Pratap's first impulse was to destroy the Rajput traitor, possibly meeting death in a blaze of glory. One of his officers, Jhala Man of Sadri, snatched the royal standard of Mewar from Pratap's hand, determined to fight a rear guard action until Pratap's army had reached the protection of the defile. "Ride swiftly to safety!" he yelled. Reluctantly but wisely, Pratap shouted an order to his remaining chiefs to take their men to the village of Koliyari, where arrangements had been made for treating the wounded.
Waving the Sun-God banner, Jhala rallied his men to meet the enemy's counter-attack, as the remainder of the Mewar army disappeared into the cover of the hills. Bringing up the rear, Pratap stopped upon an outcrop of rock.
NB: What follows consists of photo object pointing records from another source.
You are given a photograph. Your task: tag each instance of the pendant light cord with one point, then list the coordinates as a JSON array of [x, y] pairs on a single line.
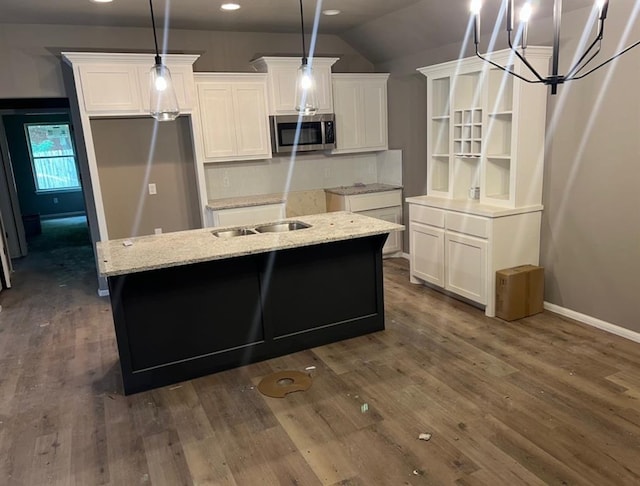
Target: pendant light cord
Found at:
[[304, 49], [155, 39]]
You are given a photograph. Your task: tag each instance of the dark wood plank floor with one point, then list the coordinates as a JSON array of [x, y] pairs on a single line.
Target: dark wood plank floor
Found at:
[[539, 401]]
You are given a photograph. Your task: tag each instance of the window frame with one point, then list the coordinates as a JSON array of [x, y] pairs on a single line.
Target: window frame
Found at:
[[33, 158]]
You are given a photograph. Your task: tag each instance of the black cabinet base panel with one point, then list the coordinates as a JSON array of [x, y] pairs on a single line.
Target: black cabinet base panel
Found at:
[[182, 322]]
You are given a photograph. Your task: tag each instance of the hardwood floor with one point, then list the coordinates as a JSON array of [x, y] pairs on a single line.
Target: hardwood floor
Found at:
[[542, 400]]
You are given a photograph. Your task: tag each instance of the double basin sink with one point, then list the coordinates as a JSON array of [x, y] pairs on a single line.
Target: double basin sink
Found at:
[[267, 228]]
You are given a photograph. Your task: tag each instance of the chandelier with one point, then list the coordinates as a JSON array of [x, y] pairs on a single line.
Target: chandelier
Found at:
[[577, 71]]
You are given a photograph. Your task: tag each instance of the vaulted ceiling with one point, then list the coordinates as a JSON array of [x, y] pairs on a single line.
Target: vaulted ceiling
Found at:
[[379, 29]]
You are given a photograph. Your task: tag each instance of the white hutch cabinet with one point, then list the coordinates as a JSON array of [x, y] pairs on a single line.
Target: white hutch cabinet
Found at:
[[485, 144]]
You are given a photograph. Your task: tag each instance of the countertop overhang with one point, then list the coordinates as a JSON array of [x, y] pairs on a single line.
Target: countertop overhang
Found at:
[[139, 254]]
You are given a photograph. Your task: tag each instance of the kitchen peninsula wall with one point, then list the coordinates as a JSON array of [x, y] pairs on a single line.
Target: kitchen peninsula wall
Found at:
[[306, 172]]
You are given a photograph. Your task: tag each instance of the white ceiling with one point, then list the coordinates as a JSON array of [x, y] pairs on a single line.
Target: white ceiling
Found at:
[[379, 29]]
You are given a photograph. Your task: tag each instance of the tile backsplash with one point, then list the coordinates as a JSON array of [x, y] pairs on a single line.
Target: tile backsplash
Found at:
[[305, 172]]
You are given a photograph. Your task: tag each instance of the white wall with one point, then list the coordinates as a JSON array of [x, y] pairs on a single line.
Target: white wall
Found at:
[[590, 244], [305, 172]]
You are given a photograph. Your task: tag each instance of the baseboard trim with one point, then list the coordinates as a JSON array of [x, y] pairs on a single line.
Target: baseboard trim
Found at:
[[44, 217], [594, 322]]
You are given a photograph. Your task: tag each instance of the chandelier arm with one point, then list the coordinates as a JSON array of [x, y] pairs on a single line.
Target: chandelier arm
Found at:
[[576, 68], [523, 59], [572, 74], [615, 56], [507, 70]]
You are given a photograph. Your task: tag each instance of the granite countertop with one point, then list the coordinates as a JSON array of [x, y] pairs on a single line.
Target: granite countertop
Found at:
[[245, 201], [361, 189], [471, 206], [130, 255]]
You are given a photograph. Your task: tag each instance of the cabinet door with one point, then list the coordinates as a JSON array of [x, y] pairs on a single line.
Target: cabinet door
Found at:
[[347, 103], [110, 88], [374, 112], [427, 253], [215, 101], [360, 104], [392, 215], [252, 130], [466, 262], [283, 88]]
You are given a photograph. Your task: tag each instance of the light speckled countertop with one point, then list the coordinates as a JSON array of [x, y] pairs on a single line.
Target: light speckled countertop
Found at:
[[245, 201], [194, 246], [361, 189], [471, 206]]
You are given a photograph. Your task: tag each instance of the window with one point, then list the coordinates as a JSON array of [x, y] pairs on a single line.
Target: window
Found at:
[[52, 157]]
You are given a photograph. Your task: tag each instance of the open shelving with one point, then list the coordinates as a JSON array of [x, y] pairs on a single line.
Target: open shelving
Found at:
[[486, 130]]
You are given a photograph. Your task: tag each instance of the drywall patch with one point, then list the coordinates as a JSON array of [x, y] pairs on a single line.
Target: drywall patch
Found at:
[[281, 383]]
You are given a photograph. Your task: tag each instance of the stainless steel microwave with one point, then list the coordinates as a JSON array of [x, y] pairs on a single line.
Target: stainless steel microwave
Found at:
[[306, 133]]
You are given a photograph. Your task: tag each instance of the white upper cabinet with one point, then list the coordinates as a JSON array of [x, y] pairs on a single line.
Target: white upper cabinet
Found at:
[[281, 75], [233, 116], [486, 130], [118, 84], [360, 104]]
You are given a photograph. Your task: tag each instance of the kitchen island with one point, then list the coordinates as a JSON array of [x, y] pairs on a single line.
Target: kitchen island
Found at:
[[190, 303]]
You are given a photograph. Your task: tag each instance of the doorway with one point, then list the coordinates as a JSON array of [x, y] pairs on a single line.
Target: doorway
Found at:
[[47, 209]]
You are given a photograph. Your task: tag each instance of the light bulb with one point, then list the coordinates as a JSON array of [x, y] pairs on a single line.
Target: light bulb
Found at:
[[525, 12], [160, 83], [306, 82]]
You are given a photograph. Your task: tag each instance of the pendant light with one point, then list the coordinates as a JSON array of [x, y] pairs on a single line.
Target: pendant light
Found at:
[[163, 101], [306, 103]]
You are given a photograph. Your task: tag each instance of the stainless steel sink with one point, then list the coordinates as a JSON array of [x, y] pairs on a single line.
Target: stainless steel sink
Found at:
[[232, 233], [281, 227]]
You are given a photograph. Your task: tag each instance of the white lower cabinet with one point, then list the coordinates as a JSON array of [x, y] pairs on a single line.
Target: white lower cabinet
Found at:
[[385, 205], [461, 252], [428, 263], [466, 264]]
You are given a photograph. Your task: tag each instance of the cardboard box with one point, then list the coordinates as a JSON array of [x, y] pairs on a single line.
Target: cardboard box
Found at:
[[519, 292]]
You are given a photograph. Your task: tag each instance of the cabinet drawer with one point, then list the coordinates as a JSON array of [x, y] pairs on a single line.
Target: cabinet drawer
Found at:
[[470, 225], [375, 200], [425, 215]]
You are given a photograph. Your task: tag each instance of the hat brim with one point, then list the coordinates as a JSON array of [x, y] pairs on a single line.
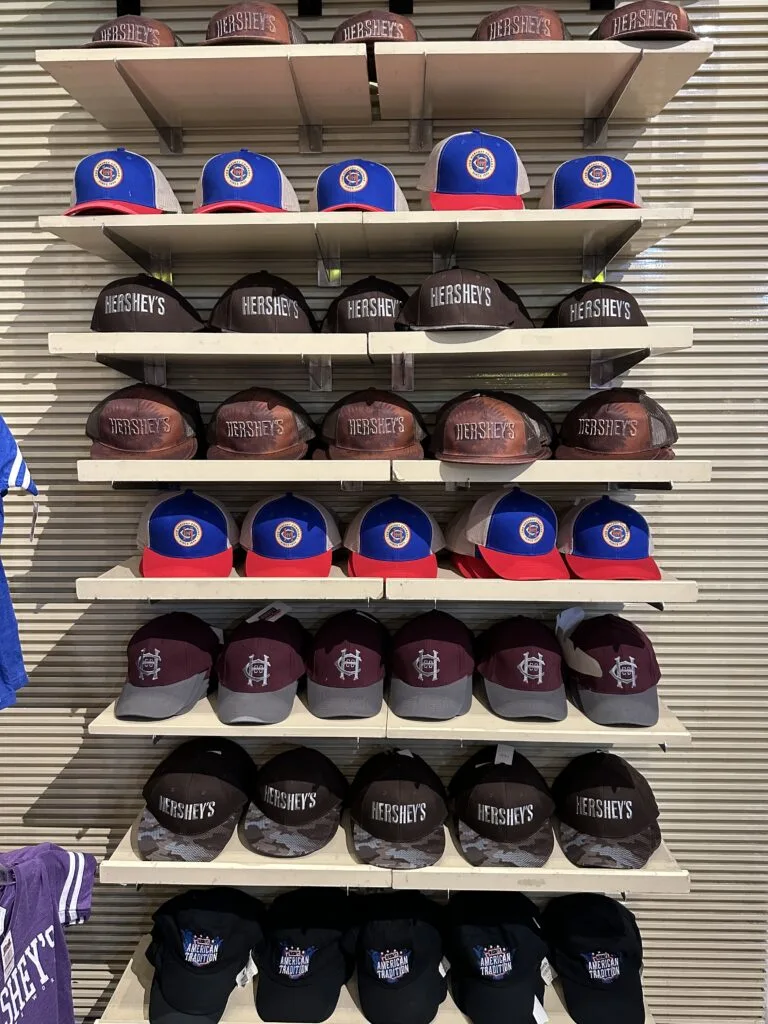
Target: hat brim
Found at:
[[612, 568], [548, 566], [419, 568], [154, 565]]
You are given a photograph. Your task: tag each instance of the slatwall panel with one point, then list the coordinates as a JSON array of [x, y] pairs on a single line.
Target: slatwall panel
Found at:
[[705, 951]]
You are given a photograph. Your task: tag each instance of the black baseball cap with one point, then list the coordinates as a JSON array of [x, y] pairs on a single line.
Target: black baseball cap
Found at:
[[496, 948], [398, 807], [304, 963], [502, 809], [201, 940], [296, 804], [597, 951], [195, 799]]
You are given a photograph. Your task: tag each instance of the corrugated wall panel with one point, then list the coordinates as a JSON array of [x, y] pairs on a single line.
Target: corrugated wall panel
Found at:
[[706, 951]]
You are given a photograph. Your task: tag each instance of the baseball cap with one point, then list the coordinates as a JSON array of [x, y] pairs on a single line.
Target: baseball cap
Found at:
[[201, 941], [398, 952], [259, 423], [259, 671], [120, 181], [620, 423], [143, 303], [496, 948], [612, 672], [432, 667], [289, 536], [605, 812], [590, 181], [262, 303], [646, 19], [186, 534], [597, 951], [170, 659], [520, 663], [369, 304], [374, 424], [244, 181], [133, 31], [458, 299], [304, 963], [605, 540], [195, 799], [474, 171], [296, 805], [144, 422], [357, 184], [346, 667], [398, 807], [252, 22], [521, 22], [492, 427], [393, 537], [515, 534]]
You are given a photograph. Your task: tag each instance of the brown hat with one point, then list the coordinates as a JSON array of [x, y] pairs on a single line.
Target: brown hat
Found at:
[[458, 299], [252, 22], [646, 19], [133, 30], [144, 422], [487, 427], [520, 23], [620, 423], [374, 424], [258, 423]]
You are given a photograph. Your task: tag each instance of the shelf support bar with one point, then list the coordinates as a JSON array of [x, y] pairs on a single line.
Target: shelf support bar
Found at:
[[172, 138], [596, 129]]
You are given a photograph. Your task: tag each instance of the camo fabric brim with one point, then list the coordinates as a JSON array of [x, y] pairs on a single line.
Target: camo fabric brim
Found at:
[[270, 839], [592, 851], [398, 856], [158, 843], [531, 852]]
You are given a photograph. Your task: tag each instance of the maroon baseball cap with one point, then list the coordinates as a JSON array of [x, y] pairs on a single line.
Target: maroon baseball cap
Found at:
[[521, 22], [346, 667], [398, 808], [502, 807], [521, 666], [259, 423], [620, 423], [296, 805], [144, 422], [612, 672], [259, 671], [252, 22], [606, 813], [262, 303], [374, 424], [432, 668], [492, 427], [169, 666], [460, 299]]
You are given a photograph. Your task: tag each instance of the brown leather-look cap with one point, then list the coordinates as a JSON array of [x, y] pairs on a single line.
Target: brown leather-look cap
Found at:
[[463, 299], [144, 422], [259, 423], [133, 30], [646, 19], [520, 23], [620, 423], [374, 424], [252, 22], [492, 427]]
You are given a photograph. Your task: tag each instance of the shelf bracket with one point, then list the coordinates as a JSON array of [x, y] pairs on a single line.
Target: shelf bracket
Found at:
[[596, 129]]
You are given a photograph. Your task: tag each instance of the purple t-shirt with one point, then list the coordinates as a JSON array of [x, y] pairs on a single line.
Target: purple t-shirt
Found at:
[[43, 889]]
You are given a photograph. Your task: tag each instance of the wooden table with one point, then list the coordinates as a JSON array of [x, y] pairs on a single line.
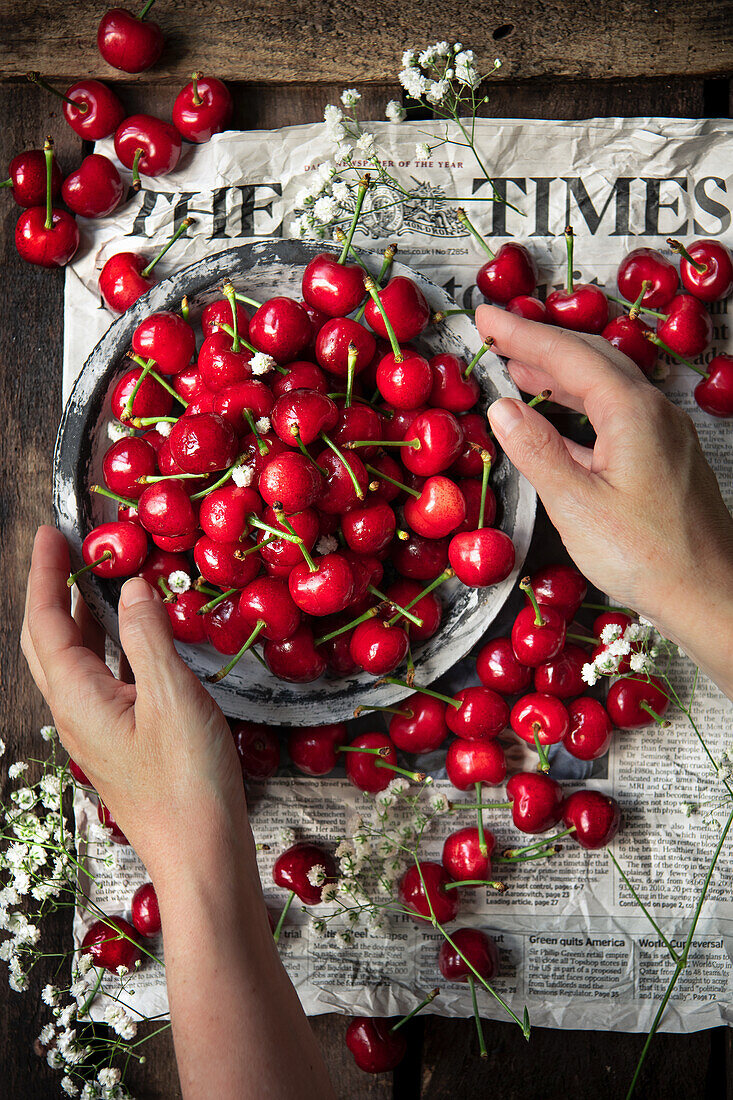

He turned to look back at the swirling dust haze that all but hid the horrendous spectacle of the battleground. Through it came the tumult of shots, the clashing swords, the cries of victory and death. For a few moments, he was able to follow the progress of his crimson banner. Then it, too, fell. They continued on. Chetak was now limping badly. Pratap, too, was now faint from loss of blood; he had sustained seven severe wounds from musket, sword and lance. Having carried his master to safety, Chetak died. Pratap joined the remainder of his men, recovered from his wounds, then continued his guerilla resistance.